Similarly, I use engine-mode (https://github.com/hrs/engine-mode) with Emacs, which allows you to set up basically any search engine. I use Google (on C-c / g) and Github (on C-c / h), but the engine-mode readme explains how to set it up with DuckDuckGo, stack overflow, etc.
It's configurable, but results can be displayed in eww, Emacs' built-in text-based web browser.
Emacs gets a bad rap as a "kitchen sink" program, but it isn't really, any more than something like the Bourne shell or Python. The majority of Emacs' built-ins are things like an elisp interpreter, some text processing stuff, and system libraries. Conversely, most of the really interesting things you can do with Emacs, like web browsing (eww), git repo management (magit), terminal emulation (ansi-term), etc. are really just programs written in elisp. Some of them also happen to be distributed with Emacs.
I explained more or less how to use the plumber and endpoints, and gave a sample shell script and a reddit browser written in python you could plug into acme
Yes, there are very few resources about the "API", at least the original Acme/plumber papers are easy to read... And specially, the code is very straightforward in acme, the plumber or most of Plan9
I use Launchbar (https://www.obdev.at/products/launchbar/index.html) for this. It works system wide, I just select the word or phrase and tap the Option key once. This brings up Launchbar with that text inputted, and then I can send that off to Google, Wikipedia, the system dictionary, YouTube, or anything else. I love it because instead of having different convoluted keybindings for every different type of search (C-c / g, C-c / h, etc.) I only have one, and then dispatch off a fuzzy frecency search that takes <2 letters for the result I want. So tap Alt, Tab, g, Enter searches Google, while Alt, Tab, w, Enter searches Wikipedia, etc. It does tons more with this same paradigm, I use it more than the command line, and can't recommend it enough to people who like to optimize their computer use.
I use LaunchBar and didn't know about this; cool! For those who also didn't know about it: it's the 'Instant Send' feature under 'Shortcuts' in the preferences.

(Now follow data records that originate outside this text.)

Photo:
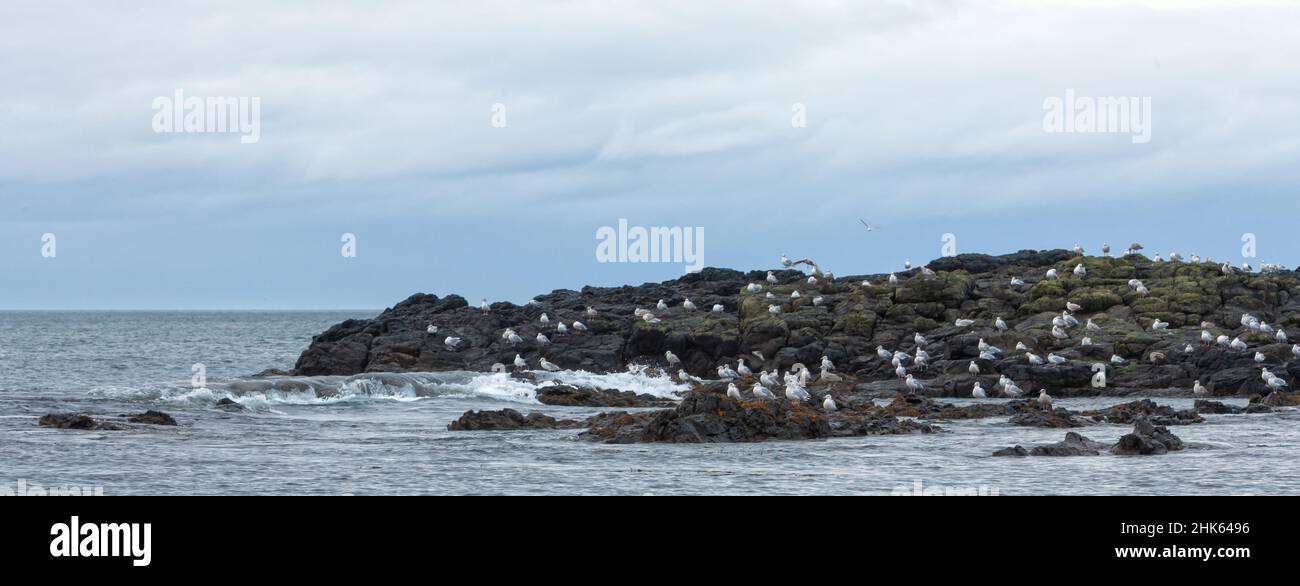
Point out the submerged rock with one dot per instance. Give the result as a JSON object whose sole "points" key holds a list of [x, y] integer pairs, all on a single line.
{"points": [[573, 396], [1148, 409], [152, 417], [1147, 439], [508, 420]]}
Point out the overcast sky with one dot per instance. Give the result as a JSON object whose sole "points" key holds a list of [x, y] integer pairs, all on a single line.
{"points": [[376, 118]]}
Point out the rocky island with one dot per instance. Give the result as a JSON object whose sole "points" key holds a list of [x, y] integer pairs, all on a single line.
{"points": [[1053, 322]]}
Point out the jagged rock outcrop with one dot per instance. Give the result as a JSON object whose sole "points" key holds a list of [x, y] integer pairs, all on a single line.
{"points": [[853, 318]]}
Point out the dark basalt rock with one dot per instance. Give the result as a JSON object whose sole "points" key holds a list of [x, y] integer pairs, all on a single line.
{"points": [[711, 417], [853, 320], [508, 420], [1147, 439], [152, 417], [1058, 417], [1073, 445], [571, 396], [77, 421], [1148, 409]]}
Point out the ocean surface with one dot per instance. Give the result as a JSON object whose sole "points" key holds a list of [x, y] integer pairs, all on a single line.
{"points": [[386, 434]]}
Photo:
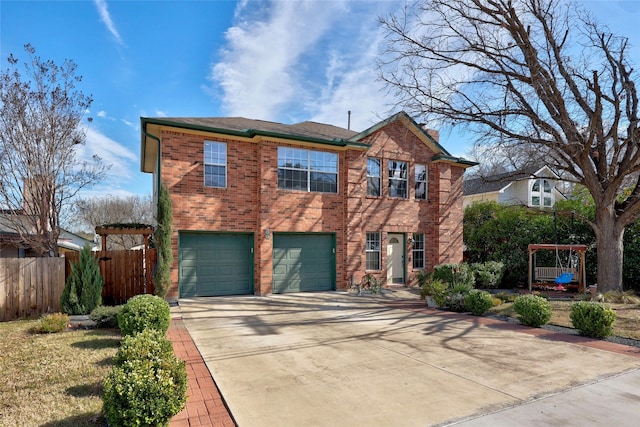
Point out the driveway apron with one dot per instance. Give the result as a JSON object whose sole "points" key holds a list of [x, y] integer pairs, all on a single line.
{"points": [[334, 359]]}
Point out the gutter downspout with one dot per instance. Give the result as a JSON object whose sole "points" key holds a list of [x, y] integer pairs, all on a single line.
{"points": [[158, 180]]}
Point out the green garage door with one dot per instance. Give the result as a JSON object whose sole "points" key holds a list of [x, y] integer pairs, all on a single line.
{"points": [[303, 262], [215, 264]]}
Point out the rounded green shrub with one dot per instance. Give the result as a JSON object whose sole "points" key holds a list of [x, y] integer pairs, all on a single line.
{"points": [[478, 302], [456, 299], [106, 316], [454, 274], [141, 392], [533, 310], [149, 344], [437, 289], [488, 274], [142, 312], [592, 319]]}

It doesn't seem to work for words selected in the terminal, though, like in vim, or a scrollback buffer in tmux or less (you can click-and-drag to highlight things, but I mean highlighting in the apps themselves, like `viw` in vim to select the word under the cursor). That would be very nice.
Wait -- you need an app for this now? Ever since NEXTStep, Mac OS X has had the "Services" entry on the menu which can do things like this. Is that gone now?
Haha, interesting -- i've had a similar functionality that i hacked into my window manager (XMonad) forever ago. I have an arbitrary keystroke that grabs the highlighted (x clipboard) text, raises a running firefox instance, and plugs it into a StartPage search :). Especially useful when a terminal command barfs an error.
In a similar type of helpfulness (though the Google one could replace this in certain cases) helm-dash is an excellent plugin. You can bring up the helm-dash menu and search your Dash docs for functions by name, or search for the symbol at point. I have mine configured to open the docs in my browser, pointing to the local docs.
If you use OS X, something is broken in browse-url (I think) which causes anchors to not get opened correctly (annoying), so I added this[0] snippet to allow it. Not robust at all, but you get the idea. The "open -a" gives window focus to Chrome, mimicking the built in behavior.
Great! Thanks for this. I had considered writing something like that for ages. Sometimes error messages seem to be created only as a key for a search on Stackoverflow.
I don't understand the practical difference between your two examlpes. What does a browser do, other than essentially "run curl on the URL and then show the results"
It's configurable, but results can be displayed in eww, Emacs' built-in text-based web browser.